Uno de los capitales más importantes con que contamos los seres humanos en la vida tiene que ver con la confiabilidad que ofrecemos a los demás en nuestras relaciones diarias. Una vez perdida la fe en la palabra, el desprestigio cava una tumba sobre nosotros, a veces irrecuperable, condenándonos a una existencia bastante desdichada.
Esta afirmación que parece de Perogrullo regularmente no se toma en cuenta gastándose así un capital importante. De aquí que la mentira, las falsas promesas y la deslealtad sean moneda corriente entre nosotros, sin tener conciencia de los graves efectos en nuestra vida cotidiana. Un padre de familia, por ejemplo, puede ser un fanático del timo cuando promete a sus hijos y no cumple. Engaña por deporte y no compromete su palabra.
Igual le sucede al político al ofrecer cosas que se sabe incapaz de cumplir. Cuando con mano en la Biblia profiere palabras aparentemente confiables y miente porque en su interior tiene toda la intención de engañar a su auditorio. Por eso, si hay alguien que ha perdido todo crédito es el político. Habitualmente, más bien, son paradigmáticos cuando de tomar el pelo se trata.
No sólo han perdido credibilidad los políticos sino también los empresarios. Ya se sabe, no es que la gente tenga opción entre la pureza de un empresario y la honradez de un político. Los dos padecen de la misma enfermedad. Y, si hay alguien de quien no se pueda -ni se deba- fiar es (por lo general) de los empresarios. No puede ser de otra manera el comportamiento hacia personas, cuya única motivación de vida es el dinero.
El dinero y el poder son únicos grandes estímulos vitales que mueven a los políticos y a los empresarios. Ellos viven para esto, de aquí que las relaciones con ellos siempre sean puramente instrumentales. De esa forma, es justificable que uno dude de sus risas, su aparente amabilidad y hasta de un simple abrazo o choque de manos. Ellos no ven a la gente como personas (dignas de respeto y dignidad), sino como medios para alcanzar sus propios fines.
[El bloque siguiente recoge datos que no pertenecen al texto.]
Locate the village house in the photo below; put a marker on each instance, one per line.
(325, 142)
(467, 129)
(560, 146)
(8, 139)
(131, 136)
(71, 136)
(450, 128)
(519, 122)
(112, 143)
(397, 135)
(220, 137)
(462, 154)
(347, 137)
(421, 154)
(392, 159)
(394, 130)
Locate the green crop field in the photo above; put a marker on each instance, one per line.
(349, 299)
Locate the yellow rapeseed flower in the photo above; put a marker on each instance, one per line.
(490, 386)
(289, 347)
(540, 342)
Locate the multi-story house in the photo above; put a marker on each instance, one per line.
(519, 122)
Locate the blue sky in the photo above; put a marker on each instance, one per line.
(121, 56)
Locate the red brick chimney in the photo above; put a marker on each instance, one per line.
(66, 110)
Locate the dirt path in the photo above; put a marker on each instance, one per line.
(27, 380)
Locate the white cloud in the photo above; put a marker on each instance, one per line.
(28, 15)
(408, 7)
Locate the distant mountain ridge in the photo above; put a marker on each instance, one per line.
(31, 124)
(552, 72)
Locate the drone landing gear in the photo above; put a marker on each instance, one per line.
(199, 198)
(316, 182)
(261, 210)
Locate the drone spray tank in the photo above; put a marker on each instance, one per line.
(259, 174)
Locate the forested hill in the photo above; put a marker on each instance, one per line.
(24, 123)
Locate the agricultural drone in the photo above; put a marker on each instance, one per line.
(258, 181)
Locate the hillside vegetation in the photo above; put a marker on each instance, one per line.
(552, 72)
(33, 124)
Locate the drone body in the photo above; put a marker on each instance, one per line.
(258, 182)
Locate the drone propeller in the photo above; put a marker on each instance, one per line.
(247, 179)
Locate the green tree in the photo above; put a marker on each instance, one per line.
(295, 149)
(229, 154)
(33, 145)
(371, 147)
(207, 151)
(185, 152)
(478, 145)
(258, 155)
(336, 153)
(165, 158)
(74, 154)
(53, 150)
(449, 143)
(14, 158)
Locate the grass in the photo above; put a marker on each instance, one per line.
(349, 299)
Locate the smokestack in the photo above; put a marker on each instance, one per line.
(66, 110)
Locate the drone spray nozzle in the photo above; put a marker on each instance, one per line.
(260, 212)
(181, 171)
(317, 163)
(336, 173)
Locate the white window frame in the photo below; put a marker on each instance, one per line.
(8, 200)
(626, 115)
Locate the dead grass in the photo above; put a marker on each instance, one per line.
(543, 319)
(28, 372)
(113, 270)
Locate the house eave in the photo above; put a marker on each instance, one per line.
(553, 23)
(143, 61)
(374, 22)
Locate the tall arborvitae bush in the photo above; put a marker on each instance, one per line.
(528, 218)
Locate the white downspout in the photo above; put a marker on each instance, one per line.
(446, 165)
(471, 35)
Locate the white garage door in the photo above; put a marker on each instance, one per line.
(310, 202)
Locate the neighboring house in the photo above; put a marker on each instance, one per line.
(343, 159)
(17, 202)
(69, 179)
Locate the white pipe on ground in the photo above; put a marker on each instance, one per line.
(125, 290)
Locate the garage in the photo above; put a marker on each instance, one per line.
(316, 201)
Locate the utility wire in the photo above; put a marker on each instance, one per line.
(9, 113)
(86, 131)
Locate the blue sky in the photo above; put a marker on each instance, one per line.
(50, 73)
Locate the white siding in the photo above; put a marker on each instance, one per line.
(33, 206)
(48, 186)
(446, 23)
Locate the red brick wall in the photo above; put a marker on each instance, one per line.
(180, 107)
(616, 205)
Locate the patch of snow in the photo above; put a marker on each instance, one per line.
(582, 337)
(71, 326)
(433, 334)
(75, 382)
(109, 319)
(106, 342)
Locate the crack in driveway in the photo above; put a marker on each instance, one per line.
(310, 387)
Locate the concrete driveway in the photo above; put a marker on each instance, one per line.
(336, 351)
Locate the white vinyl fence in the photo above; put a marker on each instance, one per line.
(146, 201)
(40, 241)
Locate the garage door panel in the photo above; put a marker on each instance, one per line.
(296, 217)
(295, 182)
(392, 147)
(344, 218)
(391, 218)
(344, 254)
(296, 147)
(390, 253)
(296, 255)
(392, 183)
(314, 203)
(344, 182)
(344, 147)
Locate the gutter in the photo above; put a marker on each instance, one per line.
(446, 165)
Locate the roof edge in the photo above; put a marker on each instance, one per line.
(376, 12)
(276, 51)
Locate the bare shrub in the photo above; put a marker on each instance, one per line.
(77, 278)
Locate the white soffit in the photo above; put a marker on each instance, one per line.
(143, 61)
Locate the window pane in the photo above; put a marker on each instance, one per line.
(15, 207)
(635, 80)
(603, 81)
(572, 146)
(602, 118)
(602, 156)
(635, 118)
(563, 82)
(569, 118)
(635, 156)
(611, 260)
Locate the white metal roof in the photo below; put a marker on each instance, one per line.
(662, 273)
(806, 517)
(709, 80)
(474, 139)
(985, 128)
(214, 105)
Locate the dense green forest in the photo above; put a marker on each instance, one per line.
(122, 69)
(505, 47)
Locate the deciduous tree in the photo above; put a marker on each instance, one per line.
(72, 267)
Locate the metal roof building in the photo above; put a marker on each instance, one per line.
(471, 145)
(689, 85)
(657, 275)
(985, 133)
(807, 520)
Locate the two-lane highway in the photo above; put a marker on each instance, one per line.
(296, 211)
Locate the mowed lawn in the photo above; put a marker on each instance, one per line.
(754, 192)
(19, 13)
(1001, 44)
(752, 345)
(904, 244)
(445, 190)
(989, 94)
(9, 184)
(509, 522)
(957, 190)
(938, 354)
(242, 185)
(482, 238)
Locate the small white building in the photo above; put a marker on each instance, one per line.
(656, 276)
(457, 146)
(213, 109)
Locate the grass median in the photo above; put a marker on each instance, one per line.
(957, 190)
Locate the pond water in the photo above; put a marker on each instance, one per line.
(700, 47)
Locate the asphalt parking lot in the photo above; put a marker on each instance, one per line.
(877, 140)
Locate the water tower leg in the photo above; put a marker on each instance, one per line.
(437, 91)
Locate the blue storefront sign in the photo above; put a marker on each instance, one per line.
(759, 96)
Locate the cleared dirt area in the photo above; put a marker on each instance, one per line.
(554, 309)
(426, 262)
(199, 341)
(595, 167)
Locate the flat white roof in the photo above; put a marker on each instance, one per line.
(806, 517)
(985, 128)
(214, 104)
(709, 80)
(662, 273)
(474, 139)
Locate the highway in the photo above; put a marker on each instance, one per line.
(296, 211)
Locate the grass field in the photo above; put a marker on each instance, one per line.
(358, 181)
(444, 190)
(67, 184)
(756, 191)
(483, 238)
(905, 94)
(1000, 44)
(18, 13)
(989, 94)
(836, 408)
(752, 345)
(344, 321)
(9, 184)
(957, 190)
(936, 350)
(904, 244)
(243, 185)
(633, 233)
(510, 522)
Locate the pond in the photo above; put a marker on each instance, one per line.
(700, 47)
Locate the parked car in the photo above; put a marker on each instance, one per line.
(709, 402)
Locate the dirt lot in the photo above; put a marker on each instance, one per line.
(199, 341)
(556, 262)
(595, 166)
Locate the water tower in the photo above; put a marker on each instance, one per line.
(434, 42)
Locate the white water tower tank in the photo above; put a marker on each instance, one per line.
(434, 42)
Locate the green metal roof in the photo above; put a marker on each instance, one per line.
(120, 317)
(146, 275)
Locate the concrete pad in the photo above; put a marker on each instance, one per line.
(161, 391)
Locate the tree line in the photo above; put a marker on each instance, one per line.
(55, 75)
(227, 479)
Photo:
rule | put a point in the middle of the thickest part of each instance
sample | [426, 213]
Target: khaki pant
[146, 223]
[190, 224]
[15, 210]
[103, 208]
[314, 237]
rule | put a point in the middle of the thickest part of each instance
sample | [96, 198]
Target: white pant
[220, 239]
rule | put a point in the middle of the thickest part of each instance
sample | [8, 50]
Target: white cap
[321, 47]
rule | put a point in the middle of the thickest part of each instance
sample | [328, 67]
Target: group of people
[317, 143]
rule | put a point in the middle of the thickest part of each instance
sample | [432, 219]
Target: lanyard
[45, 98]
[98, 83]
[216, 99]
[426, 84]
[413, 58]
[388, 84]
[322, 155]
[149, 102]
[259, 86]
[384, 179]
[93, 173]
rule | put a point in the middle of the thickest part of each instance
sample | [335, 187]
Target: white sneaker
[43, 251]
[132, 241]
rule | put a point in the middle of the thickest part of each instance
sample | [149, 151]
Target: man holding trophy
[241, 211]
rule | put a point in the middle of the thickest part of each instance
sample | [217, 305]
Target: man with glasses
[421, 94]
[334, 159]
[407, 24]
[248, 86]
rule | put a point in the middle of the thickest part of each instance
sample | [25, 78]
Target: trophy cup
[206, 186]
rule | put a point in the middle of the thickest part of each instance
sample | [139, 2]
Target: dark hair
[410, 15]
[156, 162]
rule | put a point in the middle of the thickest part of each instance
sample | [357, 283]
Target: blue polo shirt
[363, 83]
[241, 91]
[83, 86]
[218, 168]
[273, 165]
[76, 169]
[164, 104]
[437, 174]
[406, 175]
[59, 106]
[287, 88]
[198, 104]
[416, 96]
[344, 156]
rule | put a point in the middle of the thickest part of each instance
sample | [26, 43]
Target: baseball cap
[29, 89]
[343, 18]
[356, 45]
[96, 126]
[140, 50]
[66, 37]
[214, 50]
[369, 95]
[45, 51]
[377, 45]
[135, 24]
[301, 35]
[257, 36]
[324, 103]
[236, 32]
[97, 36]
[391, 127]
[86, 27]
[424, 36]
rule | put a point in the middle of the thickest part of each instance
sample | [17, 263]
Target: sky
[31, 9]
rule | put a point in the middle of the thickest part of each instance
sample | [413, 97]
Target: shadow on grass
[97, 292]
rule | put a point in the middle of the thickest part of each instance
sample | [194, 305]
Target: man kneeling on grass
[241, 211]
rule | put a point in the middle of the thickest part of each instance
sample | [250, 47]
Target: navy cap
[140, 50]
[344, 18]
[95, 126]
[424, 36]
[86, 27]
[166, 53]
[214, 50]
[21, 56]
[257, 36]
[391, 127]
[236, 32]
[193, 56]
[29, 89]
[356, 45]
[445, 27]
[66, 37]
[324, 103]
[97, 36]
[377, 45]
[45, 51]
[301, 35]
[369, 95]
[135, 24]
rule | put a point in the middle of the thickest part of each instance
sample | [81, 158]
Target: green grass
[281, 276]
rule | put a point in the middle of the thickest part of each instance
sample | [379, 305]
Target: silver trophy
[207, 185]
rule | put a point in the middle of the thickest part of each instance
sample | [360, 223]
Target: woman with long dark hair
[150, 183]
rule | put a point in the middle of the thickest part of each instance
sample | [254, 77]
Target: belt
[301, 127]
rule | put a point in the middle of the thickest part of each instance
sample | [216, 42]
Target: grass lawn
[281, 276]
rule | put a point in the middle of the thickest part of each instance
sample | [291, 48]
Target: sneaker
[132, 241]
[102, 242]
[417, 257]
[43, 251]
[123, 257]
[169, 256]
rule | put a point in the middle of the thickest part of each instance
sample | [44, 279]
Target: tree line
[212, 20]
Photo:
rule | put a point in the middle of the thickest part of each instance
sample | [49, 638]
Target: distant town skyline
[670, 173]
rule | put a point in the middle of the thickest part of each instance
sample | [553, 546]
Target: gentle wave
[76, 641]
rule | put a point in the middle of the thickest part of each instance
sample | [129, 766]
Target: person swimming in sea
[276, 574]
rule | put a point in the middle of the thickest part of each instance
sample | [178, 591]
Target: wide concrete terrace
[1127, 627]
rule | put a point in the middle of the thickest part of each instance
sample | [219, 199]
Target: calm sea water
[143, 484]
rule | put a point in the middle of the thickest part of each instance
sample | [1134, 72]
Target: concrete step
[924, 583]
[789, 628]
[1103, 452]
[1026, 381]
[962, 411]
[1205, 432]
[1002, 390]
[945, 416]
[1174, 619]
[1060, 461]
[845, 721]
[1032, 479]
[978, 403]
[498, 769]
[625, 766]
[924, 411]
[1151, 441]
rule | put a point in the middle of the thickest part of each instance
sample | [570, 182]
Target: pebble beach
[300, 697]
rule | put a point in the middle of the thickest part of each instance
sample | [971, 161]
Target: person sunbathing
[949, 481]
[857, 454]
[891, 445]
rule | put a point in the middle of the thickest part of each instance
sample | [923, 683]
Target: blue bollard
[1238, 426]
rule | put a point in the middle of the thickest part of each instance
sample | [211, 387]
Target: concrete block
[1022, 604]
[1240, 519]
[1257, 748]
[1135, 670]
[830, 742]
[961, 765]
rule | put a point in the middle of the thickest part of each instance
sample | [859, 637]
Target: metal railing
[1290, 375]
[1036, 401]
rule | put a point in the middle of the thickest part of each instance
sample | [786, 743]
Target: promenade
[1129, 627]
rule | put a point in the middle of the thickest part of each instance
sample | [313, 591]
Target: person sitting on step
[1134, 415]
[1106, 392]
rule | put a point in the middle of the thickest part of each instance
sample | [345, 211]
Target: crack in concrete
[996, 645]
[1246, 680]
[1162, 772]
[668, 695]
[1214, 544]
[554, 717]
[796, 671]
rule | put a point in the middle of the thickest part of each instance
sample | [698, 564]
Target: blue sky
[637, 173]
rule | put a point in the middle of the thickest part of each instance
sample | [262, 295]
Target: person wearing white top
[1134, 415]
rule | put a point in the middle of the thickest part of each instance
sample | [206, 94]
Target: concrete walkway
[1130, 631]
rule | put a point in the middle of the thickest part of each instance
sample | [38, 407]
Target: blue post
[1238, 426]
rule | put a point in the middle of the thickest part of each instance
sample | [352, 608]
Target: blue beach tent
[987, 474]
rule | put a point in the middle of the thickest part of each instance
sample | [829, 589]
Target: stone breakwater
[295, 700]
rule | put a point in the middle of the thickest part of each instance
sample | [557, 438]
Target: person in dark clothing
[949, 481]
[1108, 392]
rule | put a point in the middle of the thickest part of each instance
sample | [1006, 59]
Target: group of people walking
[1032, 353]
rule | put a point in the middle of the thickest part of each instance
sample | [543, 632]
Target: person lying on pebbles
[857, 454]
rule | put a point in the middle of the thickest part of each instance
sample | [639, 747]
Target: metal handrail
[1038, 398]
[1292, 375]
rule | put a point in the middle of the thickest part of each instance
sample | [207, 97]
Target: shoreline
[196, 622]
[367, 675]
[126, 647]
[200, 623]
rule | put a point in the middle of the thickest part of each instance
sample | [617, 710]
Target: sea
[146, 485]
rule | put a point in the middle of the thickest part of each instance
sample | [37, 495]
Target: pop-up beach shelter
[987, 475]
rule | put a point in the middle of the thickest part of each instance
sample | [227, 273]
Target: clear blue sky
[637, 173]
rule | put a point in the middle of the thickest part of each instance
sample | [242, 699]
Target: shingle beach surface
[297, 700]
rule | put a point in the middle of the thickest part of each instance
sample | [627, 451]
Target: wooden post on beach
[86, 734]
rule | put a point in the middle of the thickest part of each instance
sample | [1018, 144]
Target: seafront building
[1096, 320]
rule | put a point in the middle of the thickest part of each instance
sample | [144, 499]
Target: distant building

Los empresarios y los políticos son el ejemplo perfecto de quienes han perdido credibilidad. La gente no les cree cuando andan por las calles poniendo banderas blancas, pidiendo justicia o implorando el voto. Es de brutos creerles. La virtud que se ha de cultivar frente a estos sujetos no es sólo la de la duda, sino el escepticismo total. Cualquier otra opción está condenada a la candidez.
En nuestro tiempo, no debemos descuidar el crédito con los demás, so pena de dilapidar un gran valor humano. Y ahora pienso en dos instituciones que todavía tienen alguna reserva moral: La Iglesia y la Prensa. ¿O ya los podemos poner al nivel de los empresarios y los políticos? Sería interesante darle más vuelta al asunto.